Human behavior expected by server: Your thresholds seems to expected the behavior of one human on ONE site on your server. I think you’re speaking of webhosting here, with a potential of dozens of websites on the same server. The connection pattern is going to drive your firewall in lock out frenzy if one person/company browses several of these websites…
Moreover, there are a few issues that are not considered (Connection starvation, for example) by your setup.
I don’t think having conservative limits regarding your firewall is going to do you any good if you start having a reasonably heavy legitimate load on your server. Moreover, having unexpectedly complex firewall rules may still trigger high CPU load, which would be the new target of your attacker once identified as such: providing a distributed traffic always close to be rejected but not quite matching the rule will generate CPU load both from the website and the firewall which will probably make it even easier to crash your website.
I think a better way to go, would be first to get rid of any application-wide vulnerabilities. I’m not speaking of SQL injections or XSS, which a functional vulnerabilities but will rarely end up as a DOS strategy, but connection starvation or the ability to trigger extreme load with one single query (poor man search engines requests are usually a good example of such queries). If someone seems to be abusing these, a nice temporary “sorry, 503” or “302” to another server ban will most of the time be enough (and a captcha to unlock it could be neat).

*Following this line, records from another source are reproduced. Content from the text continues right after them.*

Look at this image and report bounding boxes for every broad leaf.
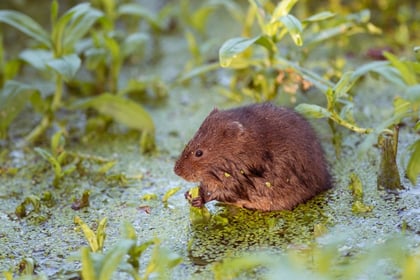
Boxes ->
[279,14,303,46]
[0,10,51,48]
[72,94,155,153]
[303,11,335,23]
[383,51,417,85]
[98,239,135,280]
[0,81,37,138]
[19,49,53,72]
[118,3,160,29]
[80,247,96,280]
[405,85,420,104]
[352,61,406,88]
[272,0,298,19]
[47,54,81,81]
[63,4,103,50]
[121,32,149,59]
[219,36,260,67]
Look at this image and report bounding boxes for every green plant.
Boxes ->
[0,0,161,153]
[296,51,420,188]
[217,0,377,102]
[212,235,420,280]
[78,221,182,280]
[0,1,101,143]
[75,216,108,253]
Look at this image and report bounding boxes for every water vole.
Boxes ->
[174,103,332,211]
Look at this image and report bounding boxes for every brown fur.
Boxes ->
[174,103,332,211]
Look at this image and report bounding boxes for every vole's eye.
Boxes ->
[195,150,203,157]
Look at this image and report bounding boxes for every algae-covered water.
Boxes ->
[1,83,419,279]
[1,0,420,279]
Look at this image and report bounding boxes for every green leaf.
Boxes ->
[51,3,102,55]
[46,54,81,81]
[74,216,100,252]
[303,11,335,23]
[72,93,155,138]
[348,173,363,199]
[19,49,53,72]
[0,10,51,48]
[414,46,420,62]
[178,62,220,83]
[407,140,420,185]
[162,186,181,203]
[118,3,160,30]
[80,247,96,280]
[272,0,298,19]
[121,32,149,59]
[0,81,37,138]
[34,147,62,180]
[279,14,303,46]
[97,217,108,253]
[98,239,135,280]
[404,84,420,103]
[63,4,103,50]
[295,103,331,119]
[352,61,406,88]
[383,51,417,85]
[304,22,355,46]
[333,71,358,98]
[219,36,260,67]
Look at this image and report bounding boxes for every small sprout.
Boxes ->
[41,191,55,208]
[15,204,27,219]
[141,193,158,200]
[240,169,245,174]
[348,173,373,214]
[15,195,41,218]
[97,161,117,174]
[224,172,231,178]
[106,173,129,186]
[0,166,18,176]
[18,257,36,275]
[162,186,181,204]
[352,201,373,213]
[74,216,107,253]
[72,190,90,210]
[265,181,272,188]
[348,173,363,200]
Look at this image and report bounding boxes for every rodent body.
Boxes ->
[174,103,332,211]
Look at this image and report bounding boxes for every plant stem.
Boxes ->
[25,114,51,144]
[330,112,372,134]
[51,74,63,112]
[25,74,63,144]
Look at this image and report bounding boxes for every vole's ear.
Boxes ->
[209,108,219,115]
[224,121,245,137]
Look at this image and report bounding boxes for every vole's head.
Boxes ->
[174,108,246,182]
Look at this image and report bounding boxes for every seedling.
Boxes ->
[74,216,108,253]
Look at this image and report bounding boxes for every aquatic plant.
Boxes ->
[76,221,182,280]
[215,0,419,186]
[0,0,160,152]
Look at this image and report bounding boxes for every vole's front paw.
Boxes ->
[191,197,204,207]
[185,187,205,207]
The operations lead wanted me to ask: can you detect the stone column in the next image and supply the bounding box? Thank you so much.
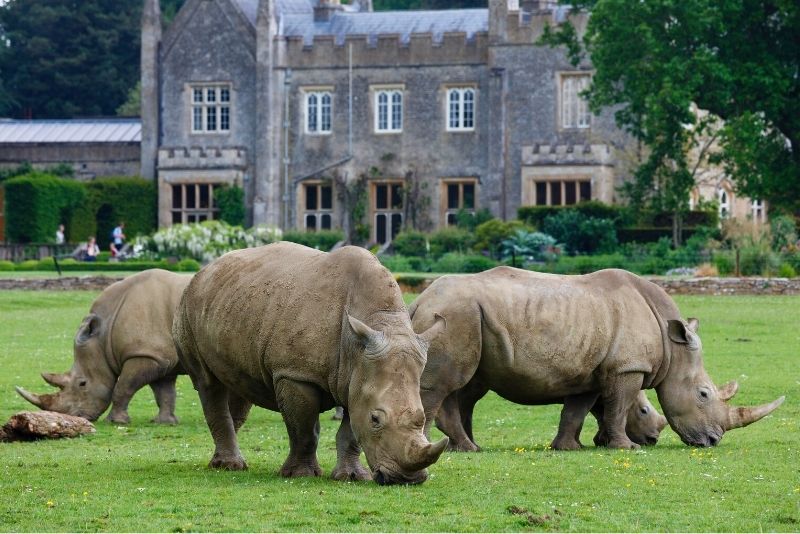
[140,0,161,181]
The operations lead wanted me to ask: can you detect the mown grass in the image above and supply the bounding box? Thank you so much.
[0,291,798,532]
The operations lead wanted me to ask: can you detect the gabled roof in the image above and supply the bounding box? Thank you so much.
[282,8,488,45]
[0,119,141,144]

Then, design simple but effective liberal rules for your firewall. For example extreme connections rates (such as several dozens connections from the same IP within 2 or 3 seconds). These rules should be enabled if the CPU load (or whatever your bottleneck is) rises above some high threshold. A simple monitoring solution, such as Monit could do that job and send you an e-mail or another alert at the same time so you know what’s happening and can take direct, mitigation efficient, actions. For example, a manual analysis of the logs could give you a list of IPs to ban directly in the firewall for the next X hours or so. Which will be highly effective, without sucking on your valuable CPU resources.
I hope this may help. I think this system is still simple yet efficient enough. You already ought to have some kind of monitoring solution, adding a few tests and triggers should be a big deal and you will know first hand what’s going on with your server.